By classifying the plurality of grid regions Gr into a first cluster Cl1 with a high vegetation coverage and a second cluster Cl2 with a low vegetation coverage, and correcting each cluster, it is possible to appropriately perform correction according to the vegetation coverage. In addition, the average NDVI value of the grid region Gr classified into the first cluster Cl1 is also affected by the soil part included in the captured image, although the degree is less than that of the grid region Gr classified into the second cluster Cl2. Therefore, by correcting the average NDVI value of the grid area Gr of the first cluster Cl1 in addition to the grid area Gr of the second cluster Cl2, the accuracy of the average NDVI value of each area in the field 210 can be improved overall. can be improved to
 実施の形態では、評価情報補正部3は、複数の対象領域(グリッド領域Gr、領域Ar1、Ar2、Ar3、Ar4)について異なる時点における評価情報(平均NDVI値)を取得し、第1のクラスタCl1における評価情報の最大値M1と第2のクラスタCl2における評価情報の最大値M2の差分を求め、差分に基づいて第2のクラスタCl2に分類された対象領域(領域Ar3、Ar4)の補正情報(オフセット量)を生成する例を挙げた(図14、図17参照)。
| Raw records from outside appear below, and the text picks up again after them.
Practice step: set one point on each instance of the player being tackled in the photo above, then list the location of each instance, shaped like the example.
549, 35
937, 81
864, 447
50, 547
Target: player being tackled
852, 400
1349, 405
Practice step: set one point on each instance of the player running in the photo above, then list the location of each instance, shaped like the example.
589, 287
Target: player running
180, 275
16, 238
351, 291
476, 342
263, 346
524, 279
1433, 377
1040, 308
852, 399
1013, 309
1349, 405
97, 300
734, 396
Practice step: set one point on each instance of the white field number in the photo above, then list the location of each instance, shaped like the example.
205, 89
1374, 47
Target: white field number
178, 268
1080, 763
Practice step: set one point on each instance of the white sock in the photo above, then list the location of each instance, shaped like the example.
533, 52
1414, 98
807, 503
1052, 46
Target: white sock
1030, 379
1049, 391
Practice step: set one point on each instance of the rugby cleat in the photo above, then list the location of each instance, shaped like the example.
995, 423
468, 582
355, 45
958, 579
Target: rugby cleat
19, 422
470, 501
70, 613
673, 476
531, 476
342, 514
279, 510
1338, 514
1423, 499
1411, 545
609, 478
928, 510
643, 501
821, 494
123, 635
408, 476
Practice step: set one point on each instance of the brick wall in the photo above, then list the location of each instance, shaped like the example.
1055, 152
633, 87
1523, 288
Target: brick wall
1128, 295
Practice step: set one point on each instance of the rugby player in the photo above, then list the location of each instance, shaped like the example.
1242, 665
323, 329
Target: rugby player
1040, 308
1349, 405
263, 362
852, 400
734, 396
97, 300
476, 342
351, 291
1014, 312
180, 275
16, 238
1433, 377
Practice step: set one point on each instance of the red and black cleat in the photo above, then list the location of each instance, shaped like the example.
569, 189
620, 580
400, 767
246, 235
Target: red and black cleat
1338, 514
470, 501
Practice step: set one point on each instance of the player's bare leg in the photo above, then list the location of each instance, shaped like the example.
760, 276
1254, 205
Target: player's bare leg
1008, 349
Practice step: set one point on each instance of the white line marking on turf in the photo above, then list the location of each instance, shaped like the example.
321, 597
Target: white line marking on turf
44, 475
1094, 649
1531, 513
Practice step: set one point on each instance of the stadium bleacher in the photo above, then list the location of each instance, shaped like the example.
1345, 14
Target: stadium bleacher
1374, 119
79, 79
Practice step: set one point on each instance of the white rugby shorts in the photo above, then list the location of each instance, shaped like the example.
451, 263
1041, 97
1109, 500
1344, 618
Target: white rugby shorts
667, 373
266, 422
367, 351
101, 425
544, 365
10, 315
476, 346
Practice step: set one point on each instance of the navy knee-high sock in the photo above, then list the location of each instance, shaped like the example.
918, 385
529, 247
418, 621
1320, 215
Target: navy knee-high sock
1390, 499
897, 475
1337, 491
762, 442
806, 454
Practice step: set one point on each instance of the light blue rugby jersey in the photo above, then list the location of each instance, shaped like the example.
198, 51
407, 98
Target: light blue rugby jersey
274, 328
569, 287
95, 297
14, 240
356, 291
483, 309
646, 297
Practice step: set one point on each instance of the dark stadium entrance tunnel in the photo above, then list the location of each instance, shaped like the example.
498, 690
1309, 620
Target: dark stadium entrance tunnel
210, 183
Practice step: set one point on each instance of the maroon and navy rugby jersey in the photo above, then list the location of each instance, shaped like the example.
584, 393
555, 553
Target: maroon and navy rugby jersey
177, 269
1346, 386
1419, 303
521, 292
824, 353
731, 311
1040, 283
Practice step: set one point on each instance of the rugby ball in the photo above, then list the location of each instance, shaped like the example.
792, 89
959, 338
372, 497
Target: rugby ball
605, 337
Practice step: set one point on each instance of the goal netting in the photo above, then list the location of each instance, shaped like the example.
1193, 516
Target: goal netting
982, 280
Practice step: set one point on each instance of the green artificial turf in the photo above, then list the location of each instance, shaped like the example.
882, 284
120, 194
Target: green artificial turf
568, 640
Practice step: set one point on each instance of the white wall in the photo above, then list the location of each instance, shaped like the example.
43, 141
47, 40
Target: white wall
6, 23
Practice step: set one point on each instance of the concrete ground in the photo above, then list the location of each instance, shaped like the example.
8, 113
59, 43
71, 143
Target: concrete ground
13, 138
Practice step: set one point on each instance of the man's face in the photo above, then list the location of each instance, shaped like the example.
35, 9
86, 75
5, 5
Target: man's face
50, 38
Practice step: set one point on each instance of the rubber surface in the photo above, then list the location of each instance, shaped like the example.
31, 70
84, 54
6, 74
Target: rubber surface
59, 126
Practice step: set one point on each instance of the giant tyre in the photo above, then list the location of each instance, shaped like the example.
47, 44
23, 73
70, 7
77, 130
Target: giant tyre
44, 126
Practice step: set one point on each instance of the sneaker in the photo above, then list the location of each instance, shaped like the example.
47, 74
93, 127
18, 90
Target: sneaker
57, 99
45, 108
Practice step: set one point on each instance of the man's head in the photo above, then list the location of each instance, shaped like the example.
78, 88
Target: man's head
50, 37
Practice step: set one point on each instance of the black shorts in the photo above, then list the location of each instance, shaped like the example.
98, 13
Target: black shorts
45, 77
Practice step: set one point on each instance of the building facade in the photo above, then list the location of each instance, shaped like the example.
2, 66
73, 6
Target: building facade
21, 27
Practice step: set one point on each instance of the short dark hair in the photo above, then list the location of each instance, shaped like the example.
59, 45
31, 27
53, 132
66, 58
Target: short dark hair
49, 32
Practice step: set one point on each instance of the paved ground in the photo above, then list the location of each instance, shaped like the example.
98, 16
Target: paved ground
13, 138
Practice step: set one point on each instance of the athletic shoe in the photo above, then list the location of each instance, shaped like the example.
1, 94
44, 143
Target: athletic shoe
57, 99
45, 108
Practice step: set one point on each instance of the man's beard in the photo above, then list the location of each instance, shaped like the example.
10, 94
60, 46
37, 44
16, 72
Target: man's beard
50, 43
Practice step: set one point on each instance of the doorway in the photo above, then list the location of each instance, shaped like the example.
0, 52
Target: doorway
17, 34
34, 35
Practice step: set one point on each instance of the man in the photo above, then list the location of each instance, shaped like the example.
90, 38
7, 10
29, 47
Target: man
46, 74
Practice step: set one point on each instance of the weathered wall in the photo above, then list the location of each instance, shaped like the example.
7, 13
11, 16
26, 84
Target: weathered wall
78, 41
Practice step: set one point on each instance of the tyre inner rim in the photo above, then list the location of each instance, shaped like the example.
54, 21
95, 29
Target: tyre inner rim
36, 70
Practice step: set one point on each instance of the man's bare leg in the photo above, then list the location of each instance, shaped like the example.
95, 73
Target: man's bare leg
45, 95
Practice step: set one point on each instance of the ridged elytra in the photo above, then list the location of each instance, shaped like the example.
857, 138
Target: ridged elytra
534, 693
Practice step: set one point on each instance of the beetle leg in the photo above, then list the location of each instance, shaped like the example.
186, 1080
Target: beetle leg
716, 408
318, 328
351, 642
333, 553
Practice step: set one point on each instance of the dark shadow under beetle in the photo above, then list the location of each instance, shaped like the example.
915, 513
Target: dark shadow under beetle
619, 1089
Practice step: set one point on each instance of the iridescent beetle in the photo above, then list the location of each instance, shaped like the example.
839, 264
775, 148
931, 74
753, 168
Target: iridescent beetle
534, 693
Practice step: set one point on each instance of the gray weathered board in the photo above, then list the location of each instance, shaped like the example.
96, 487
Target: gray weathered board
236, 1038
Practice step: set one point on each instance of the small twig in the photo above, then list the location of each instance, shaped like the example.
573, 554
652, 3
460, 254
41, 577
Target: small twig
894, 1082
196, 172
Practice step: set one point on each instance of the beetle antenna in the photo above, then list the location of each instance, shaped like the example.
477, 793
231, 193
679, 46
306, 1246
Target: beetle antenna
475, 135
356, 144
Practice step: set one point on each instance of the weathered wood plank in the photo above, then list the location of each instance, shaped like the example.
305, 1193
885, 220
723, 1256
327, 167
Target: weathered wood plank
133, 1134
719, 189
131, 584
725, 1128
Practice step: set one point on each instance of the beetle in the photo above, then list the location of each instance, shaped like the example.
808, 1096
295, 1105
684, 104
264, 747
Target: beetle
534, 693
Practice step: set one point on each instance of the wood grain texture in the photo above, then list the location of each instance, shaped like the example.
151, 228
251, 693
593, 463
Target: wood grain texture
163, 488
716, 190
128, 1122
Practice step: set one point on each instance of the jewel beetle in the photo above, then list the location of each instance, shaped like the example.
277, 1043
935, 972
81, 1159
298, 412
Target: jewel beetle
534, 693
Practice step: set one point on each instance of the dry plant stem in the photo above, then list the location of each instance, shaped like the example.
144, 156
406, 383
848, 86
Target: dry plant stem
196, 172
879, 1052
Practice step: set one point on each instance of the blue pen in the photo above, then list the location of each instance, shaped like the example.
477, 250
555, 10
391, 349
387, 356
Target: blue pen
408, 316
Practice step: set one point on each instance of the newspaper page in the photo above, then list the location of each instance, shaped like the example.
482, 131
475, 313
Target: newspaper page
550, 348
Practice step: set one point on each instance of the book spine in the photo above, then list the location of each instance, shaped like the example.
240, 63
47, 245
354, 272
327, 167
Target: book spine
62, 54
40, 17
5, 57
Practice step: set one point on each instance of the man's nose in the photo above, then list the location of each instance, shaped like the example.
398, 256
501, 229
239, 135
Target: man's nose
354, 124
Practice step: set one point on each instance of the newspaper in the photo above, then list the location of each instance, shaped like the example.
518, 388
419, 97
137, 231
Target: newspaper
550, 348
 これにより、クラスタ間の平均NDVI値の開きをオフセットすることができる。即ち、植被率が低い第2のクラスタCl2に分類されたグリッド領域Grの平均NDVI値は、当該グリッド領域Grの実際の植生のNDVI値より低くなっていると考えられる。このため、例えば第1のクラスタCl1の最大値M1と第2のクラスタCl2の最大値M2が同じ値になるようにオフセットを行うことで、低い植被率の影響を抑制することができる。
 なお、異なる時点における平均NDVI値を補正する場合、各時点で同じオフセット量を用いてもよく、また異なるオフセット量を用いてもよい。各時点で異なるオフセット量を用いる場合には、差分に基づいてオフセット量を算出(生成)する際に、例えば所定の係数等を用いて時点ごとにオフセット量を算出することが考えられる。
 また実施の形態では、各クラスタの平均NDVI値の最大値同士の差分に基づいてオフセット量を算出したが、例えばユーザが指定した所定の日にちにおける各クラスタの平均NDVI値の最大値同士の差分など、ほかの基準で抽出した各クラスタの評価情報の代表値同士の差分に基づいてオフセット量を算出してもよい。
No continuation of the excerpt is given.